Something very strange is happening to the right across the world. It’s not that they can’t win a trick – though they can’t. But that happens to everyone from time to time.

What is new at the moment is the unprecedented internal collapse of the right across the English-speaking world. They can’t begin to find a centre from which they could fight back against the tide of what is admittedly a fairly centrist progressive wave.

In Australia, the naked desperation of the Howard government in plunging around for anything that would open up a front of conflict – state vs federal, security vs human rights, values etc etc seems to have not only failed but backfired, raising the assessment of the government to a more abstract level whereby any initiative, no matter what its individual merits, is pretty clearly seen as cynical and empty politics.

That could partly be explained by simple fatigue – if the same thing weren’t going on in the UK too. There David Cameron, having gained initial traction from a striking repositioning of the Tories as a post-Thatcherite social market party, has found himself as unpopular as the three doomed leaders who went before him – and like Howard, he’s got the wobbles, plunging around from contrary thinking to old laura norder stuff in an attempt to get something, anything, going. Last year it was ‘hug a hoodie’ (ie hug a hoon), an attempt to suck up to the social liberals who might want some tax cuts.
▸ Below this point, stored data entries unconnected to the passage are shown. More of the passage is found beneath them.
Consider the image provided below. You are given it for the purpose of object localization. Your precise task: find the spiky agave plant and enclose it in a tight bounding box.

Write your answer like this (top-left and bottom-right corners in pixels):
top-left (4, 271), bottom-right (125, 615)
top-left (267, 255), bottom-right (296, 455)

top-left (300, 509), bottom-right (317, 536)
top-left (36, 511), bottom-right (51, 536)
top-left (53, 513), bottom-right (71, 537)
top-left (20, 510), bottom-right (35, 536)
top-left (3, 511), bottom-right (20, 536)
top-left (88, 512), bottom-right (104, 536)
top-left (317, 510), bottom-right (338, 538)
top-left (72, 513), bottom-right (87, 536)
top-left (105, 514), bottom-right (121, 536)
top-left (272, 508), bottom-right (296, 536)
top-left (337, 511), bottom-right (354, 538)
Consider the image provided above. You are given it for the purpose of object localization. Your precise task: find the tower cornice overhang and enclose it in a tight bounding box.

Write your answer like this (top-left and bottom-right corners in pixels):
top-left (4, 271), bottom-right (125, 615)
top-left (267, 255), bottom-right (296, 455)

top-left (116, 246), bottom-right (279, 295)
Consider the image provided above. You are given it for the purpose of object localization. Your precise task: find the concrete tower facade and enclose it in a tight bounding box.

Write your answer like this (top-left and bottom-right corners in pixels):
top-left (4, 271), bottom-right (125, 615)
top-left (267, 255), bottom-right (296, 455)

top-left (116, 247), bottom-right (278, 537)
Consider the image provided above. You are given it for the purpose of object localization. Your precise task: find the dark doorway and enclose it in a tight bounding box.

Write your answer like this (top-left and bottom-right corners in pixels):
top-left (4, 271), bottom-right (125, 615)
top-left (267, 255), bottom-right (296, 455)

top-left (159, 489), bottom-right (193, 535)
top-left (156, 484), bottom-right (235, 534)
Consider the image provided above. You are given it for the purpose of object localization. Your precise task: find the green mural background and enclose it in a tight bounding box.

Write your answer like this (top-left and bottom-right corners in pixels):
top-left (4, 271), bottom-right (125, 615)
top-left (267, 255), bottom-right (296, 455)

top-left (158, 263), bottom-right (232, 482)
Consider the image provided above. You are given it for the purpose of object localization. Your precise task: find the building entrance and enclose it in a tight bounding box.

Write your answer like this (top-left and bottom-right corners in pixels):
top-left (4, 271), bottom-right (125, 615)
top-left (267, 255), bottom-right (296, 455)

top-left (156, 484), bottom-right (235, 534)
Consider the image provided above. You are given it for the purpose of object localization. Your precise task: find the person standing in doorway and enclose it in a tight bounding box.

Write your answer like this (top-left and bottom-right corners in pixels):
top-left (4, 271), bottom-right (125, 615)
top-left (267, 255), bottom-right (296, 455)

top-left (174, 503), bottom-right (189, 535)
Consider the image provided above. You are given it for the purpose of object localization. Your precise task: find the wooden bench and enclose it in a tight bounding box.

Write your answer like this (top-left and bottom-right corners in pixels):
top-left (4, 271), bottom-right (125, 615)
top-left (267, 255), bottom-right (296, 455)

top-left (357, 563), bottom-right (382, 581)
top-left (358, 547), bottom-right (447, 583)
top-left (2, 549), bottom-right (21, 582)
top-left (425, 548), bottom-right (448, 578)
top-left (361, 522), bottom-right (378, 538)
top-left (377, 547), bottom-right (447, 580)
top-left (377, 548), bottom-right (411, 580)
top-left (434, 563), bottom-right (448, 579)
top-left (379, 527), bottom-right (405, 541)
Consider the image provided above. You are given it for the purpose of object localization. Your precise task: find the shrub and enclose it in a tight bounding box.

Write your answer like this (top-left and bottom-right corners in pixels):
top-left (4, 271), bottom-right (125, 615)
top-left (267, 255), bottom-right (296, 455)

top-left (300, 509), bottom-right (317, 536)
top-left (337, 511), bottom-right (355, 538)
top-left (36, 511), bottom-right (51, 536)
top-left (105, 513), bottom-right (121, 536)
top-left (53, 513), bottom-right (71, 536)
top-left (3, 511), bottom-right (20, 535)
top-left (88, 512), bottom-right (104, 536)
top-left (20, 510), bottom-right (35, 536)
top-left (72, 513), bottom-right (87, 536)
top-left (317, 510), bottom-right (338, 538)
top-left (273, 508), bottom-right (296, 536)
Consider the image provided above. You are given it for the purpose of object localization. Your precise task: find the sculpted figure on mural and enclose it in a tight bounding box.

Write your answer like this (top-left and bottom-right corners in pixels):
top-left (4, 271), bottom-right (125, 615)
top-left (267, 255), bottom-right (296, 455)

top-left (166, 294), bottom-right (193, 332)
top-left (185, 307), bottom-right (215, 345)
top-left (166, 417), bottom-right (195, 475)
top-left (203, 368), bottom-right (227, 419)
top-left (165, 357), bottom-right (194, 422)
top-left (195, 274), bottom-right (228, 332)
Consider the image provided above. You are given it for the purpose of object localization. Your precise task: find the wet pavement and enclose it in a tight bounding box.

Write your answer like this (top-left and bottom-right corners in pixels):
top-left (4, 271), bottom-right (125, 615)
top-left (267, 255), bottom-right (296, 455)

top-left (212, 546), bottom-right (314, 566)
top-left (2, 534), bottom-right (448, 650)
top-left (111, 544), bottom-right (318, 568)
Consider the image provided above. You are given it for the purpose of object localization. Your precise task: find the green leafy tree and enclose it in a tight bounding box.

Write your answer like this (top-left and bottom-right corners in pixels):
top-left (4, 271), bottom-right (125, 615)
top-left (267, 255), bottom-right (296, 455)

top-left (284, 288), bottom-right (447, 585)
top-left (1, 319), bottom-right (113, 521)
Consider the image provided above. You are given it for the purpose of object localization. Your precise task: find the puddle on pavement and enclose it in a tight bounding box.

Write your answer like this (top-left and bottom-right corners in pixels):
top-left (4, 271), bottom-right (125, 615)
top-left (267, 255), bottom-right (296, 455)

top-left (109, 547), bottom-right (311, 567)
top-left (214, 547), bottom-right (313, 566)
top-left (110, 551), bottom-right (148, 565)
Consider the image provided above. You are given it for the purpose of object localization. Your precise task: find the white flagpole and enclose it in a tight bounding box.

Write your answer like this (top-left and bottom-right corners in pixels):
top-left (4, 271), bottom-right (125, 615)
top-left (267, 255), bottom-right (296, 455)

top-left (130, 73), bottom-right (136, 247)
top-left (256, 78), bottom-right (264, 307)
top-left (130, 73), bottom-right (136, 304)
Now it’s a whole series of specific hardline measures – extending sentences, banning young offenders from driving – that in their specificity sound more crankish than crackdown.

And of course in the US the Bush agenda is…well according to Charles Krauthammer “there is no Bush agenda. It’s over.”
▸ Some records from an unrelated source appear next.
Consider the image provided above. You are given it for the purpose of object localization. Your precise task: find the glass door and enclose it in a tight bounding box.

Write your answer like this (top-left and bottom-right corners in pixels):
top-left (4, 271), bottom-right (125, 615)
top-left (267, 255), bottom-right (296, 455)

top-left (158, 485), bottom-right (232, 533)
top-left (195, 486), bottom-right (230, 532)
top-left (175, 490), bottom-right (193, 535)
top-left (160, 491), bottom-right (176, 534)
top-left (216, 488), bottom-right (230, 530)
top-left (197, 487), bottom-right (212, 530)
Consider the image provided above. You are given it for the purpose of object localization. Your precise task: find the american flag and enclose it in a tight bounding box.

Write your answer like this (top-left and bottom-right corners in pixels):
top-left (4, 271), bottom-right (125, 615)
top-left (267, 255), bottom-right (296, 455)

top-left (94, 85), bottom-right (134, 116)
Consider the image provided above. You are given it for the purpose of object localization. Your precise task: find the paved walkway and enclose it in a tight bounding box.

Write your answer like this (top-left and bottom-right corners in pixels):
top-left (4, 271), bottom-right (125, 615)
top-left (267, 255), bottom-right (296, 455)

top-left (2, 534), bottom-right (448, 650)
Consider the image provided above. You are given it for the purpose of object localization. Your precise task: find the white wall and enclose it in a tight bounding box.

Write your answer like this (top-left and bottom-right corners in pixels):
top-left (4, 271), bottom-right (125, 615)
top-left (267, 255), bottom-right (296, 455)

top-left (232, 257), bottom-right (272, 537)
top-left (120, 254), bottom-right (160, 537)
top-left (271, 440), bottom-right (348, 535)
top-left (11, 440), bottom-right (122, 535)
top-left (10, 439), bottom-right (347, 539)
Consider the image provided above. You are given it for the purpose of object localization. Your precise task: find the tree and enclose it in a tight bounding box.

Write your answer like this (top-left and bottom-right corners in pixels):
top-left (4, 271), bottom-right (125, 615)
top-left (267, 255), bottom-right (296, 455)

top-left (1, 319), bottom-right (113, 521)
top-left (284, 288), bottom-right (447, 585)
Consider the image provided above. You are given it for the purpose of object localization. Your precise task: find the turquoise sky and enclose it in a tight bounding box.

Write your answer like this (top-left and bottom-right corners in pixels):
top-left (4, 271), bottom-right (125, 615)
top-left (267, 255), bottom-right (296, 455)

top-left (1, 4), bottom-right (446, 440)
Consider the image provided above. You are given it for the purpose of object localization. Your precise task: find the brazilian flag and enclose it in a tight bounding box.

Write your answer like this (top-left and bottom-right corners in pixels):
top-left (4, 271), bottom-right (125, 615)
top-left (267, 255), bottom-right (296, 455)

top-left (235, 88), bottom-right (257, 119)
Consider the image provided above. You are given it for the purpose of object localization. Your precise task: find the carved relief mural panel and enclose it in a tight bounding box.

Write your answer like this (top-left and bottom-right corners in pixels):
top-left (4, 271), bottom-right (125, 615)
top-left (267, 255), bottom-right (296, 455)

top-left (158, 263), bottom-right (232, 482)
How did they all get to this point? Simply because, deep down, there was nothing they really wanted to do with the power. These governments filled the vacuum where a program should be with easy populism and when genuine challenges on a world scale came along – above all climate change – the vapid emptiness of their non-vision was laid bare.

You could hardly say that Rudd, Brown or Obama/Clinton have much of a vision either, but people recognise that at least these people are responding to real problems, not creating non-ones to ‘solve’.

Even Cameron’s blue-green wave has come to nothing against a growing and fairly comprehensive mood that the challenges we face will only be properly addressed by people who believe that there are things that need to be done, well out of our comfort(able and relaxed) zone.